I really like the Kohler Command Pro Series of engines, but they can bite you in the wallet when it's time to do an overhaul. What you need to understand is Kohler did a design change to the pistons, so you can either have "A" style, or "B" style pistons, depending on the age of the engine. The "A" style pistons ran a 1.5mm thick top ring. The "B" style pistons run a 1.2mm top ring. The "A" style rings are NLA (no longer available) and the readily available "B"style rings won't work on the "A" style pistons.

You don't really know what you have in the way of piston style until you tear the engine down. If it's "B" style pistons, the OEM rings are about $40 a side. If it's "A" style pistons, good luck finding the rings and you'll probably end up buying "Piston Kits" ("B" pistons & rings) at $140 per side. Here's a look at both piston styles so you know what to expect. Don't shoot the messenger, Kohler didn't even ask me for my thoughts. Besides, you end up with a matching set of "A" style Kohler pistons you can use to make some really cool, but expensive, door knobs for your shop

A Style Piston









B Style Piston


----------



## stevehoskins65 (10 mo ago)

I used Hastings 5032 they worked perfect, 1.5 top and middle 3.0 oil 80mm bore.


----------



## Bob Driver (Nov 1, 2017)

stevehoskins65 said:


> I used Hastings 5032 they worked perfect, 1.5 top and middle 3.0 oil 80mm bore.

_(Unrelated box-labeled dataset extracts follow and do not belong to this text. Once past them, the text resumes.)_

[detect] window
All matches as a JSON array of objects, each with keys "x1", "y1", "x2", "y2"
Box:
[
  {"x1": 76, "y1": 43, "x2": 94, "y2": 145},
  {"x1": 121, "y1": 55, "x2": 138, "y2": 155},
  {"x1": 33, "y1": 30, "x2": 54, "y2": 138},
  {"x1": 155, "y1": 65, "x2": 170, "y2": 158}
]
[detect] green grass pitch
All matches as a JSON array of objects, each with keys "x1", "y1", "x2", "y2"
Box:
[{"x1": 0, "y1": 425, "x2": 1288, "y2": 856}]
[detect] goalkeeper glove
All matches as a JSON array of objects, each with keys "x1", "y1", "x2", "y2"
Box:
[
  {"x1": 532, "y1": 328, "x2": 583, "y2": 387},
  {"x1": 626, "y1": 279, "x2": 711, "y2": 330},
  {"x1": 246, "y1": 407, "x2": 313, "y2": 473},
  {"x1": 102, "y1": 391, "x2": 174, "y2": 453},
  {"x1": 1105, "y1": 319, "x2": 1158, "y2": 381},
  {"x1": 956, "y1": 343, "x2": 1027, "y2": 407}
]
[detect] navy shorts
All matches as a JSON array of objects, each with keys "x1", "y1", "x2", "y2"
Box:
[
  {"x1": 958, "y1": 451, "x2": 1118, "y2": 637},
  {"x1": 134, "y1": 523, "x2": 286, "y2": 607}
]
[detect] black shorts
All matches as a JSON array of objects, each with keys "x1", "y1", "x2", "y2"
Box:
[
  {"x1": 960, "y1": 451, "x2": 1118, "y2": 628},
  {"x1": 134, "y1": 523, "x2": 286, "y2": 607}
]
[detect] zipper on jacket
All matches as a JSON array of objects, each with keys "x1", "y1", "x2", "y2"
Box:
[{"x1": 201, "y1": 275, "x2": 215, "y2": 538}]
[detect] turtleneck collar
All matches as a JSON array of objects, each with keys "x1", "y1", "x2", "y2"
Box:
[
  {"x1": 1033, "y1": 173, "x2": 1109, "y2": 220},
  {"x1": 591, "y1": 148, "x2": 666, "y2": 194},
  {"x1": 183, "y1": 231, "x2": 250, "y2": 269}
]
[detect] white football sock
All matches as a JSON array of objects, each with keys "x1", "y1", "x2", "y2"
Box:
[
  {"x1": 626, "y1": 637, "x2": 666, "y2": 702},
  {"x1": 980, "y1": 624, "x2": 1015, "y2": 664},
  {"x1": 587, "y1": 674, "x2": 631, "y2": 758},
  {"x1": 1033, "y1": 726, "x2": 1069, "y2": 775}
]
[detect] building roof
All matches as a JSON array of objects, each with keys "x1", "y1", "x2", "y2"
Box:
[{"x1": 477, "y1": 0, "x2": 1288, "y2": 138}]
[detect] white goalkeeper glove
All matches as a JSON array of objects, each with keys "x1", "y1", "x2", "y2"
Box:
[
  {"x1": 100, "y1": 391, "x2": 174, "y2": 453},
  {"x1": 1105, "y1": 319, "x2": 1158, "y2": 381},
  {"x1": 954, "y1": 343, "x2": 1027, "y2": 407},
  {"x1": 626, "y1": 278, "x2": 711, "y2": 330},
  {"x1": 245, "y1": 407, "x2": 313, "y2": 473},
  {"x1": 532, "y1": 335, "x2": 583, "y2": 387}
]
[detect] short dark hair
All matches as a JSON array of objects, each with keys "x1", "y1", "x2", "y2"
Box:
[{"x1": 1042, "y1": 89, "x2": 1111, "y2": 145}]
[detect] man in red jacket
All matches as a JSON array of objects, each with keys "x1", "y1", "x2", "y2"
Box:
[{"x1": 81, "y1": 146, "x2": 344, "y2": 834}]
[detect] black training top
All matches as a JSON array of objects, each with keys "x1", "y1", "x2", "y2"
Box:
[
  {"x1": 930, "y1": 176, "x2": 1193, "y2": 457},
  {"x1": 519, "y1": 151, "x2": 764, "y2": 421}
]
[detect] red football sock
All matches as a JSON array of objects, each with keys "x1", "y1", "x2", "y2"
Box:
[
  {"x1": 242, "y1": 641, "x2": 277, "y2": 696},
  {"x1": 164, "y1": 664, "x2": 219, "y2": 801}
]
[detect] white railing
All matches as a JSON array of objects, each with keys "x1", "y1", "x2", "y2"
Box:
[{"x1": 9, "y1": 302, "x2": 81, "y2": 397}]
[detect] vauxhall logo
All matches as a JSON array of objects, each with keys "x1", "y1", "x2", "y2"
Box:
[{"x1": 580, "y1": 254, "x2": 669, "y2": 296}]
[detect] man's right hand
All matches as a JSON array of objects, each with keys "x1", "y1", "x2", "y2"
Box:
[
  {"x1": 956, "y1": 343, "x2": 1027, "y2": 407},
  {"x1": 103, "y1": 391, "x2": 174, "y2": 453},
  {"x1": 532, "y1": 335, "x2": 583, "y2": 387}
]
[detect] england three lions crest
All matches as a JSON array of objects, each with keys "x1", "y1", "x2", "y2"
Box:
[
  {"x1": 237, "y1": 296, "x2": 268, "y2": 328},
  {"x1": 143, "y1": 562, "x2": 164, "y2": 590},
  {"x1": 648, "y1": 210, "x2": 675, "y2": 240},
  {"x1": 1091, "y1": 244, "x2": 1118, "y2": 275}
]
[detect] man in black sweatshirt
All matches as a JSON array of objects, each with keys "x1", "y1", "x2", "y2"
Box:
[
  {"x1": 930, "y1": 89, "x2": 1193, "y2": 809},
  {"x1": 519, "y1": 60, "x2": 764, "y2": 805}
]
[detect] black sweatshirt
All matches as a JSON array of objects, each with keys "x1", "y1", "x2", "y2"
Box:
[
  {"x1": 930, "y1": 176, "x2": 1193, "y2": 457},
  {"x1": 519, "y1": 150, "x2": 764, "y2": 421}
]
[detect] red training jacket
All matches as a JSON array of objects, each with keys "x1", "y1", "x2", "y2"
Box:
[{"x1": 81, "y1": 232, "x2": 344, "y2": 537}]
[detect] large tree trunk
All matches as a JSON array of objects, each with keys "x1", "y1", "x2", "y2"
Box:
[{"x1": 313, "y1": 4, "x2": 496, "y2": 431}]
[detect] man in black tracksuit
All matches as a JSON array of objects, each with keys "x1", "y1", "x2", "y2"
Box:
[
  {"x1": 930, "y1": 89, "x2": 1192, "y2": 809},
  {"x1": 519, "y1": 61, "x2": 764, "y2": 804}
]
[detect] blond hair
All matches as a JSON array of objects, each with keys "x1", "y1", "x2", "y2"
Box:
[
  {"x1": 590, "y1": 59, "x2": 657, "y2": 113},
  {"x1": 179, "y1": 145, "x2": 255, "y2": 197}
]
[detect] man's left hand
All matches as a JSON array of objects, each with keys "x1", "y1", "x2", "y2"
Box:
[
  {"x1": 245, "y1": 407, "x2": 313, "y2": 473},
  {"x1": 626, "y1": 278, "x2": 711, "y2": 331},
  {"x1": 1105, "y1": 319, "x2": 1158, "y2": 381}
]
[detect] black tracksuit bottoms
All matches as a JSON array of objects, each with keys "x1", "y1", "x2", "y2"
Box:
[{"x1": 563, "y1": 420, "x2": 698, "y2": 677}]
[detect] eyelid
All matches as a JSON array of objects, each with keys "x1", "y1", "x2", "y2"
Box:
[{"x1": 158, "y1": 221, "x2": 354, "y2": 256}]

I heard about doing that at Kohler Service School, but I also heard from the Instructors that the ring profile is not the same. The OEM 1.5 top ring is "rounded", OEM middle ring is "Stepped" with the step to the bottom. Lil Red Barn also sells the standard 80mm A-style piston rings, if you can find them. The Kohler CH/CV V-twins came in three different bore sizes...... Wear limit to oversize is .05mm

77mm -- 18, 20, 22 HP.... CH/CV 18, 20, 22, 620, 621, 640, 641
80mm -- 22, 23 HP.... CH/CV 22, 23, 620, 640, 670, 680
83mm -- 25 HP.... CH/CV 25, 730, 740, 750


----------



## stevehoskins65 (10 mo ago)

Not sure if the rings I replaced were OEM but the Hastings rings were identical not rounded or step, but I didn't buy the mower new.


----------



## Papaw's Repairs (9 mo ago)

I've seen those pictures of the pistons before, not sure what engine they come out of, I think a single cylinder. I've been using the B style in place of the A and the pistons don't come all the way to the top of the cylinder. There shy about 1/8 inch . They still run strong


----------